USB Bulk transfer delay

A few years ago I created a UMDF driver that’s used with a CCD camera. An application will do a readfile, the driver will create a new bulk request to allow the read request to be a multiple of the packet size. It pends the original request for later completion and then forwards the newly created request to the input pipe.

In the completion callback, based on the pContext the original request is located in the manual queue and completed.

This has been working fine, however with a recent upgrade to a larger format CCD chip, artifacts are starting to show up in the read data. The artifacts (brighter pixels) occur at regular intervals in the received data every 4MB.
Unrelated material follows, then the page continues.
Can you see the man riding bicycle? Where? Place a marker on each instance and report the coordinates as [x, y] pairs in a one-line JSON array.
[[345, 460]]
The bulk read itself is for several MB of data that represent a single full frame readout of the CCD pixels. The hardware has limited buffering available (4KB) and reads data out of the chip based on the clocks the USB chip on the device generates. The current feeling is that after 4MB of transfer, the host usb chip clock is halted for a small amount of time before resuming transfer which causes artifacts on the following few pixels read.

After a bit of searching, I found the following link on the MS website

http://msdn.microsoft.com/en-us/library/windows/hardware/ff538112(v=vs.85).aspx

which notes transfer sizes for high speed devices on windows 7 are limited to 4MB. It may be a coincidence, but this ties up with the amount of data transfered before each cycle of the artifacts occur. Perhaps due to the latency involved in setting up another transfer?

Assuming this is indeed the issue (suggestions welcome if you think it may be something else), can anyone suggest a way to work around this? I considered a switch to Isochronous, but the loss of guaranteed delivery makes this unsuitable.

If something below the UMDF code is splitting the 12+MB transfer into 3+ transfers, is there any way to allow the next transfer to begin prior to the previous transfer been ack’d?

Driver and firmware can be modified as needed, the only thing that’s not really an option is hardware changes, such as adding RAM to pre-buffer the entire CCD frame prior to sending, such that any USB delays wouldn’t impact the data readout.

Regards,

Gary

Are you only pending one read at a time? Try pending a few to make sure there is always a read pending. This way the underlying implementation of how a transfer is split up doesn’t matter, there is always another transfer ready to go to put on the schedule.

d

-----Original Message-----
From: xxxxx@lists.osr.com [mailto:xxxxx@lists.osr.com] On Behalf Of xxxxx@figmentgames.com
Sent: Friday, December 19, 2014 10:06 AM
To: Windows System Software Devs Interest List
Subject: [ntdev] USB Bulk transfer delay

A few years ago I created a UMDF driver that’s used with a CCD camera. An application will do a readfile, the driver will create a new bulk request to allow the read request to be a multiple of the packet size. It pends the original request for later completion and then forwards the newly created request to the input pipe.

In the completion callback, based on the pContext the original request is located in the manual queue and completed.

This has been working fine, however with a recent upgrade to a larger format CCD chip, artifacts are starting to show up in the read data. The artifacts (brighter pixels) occur at regular intervals in the received data every 4MB.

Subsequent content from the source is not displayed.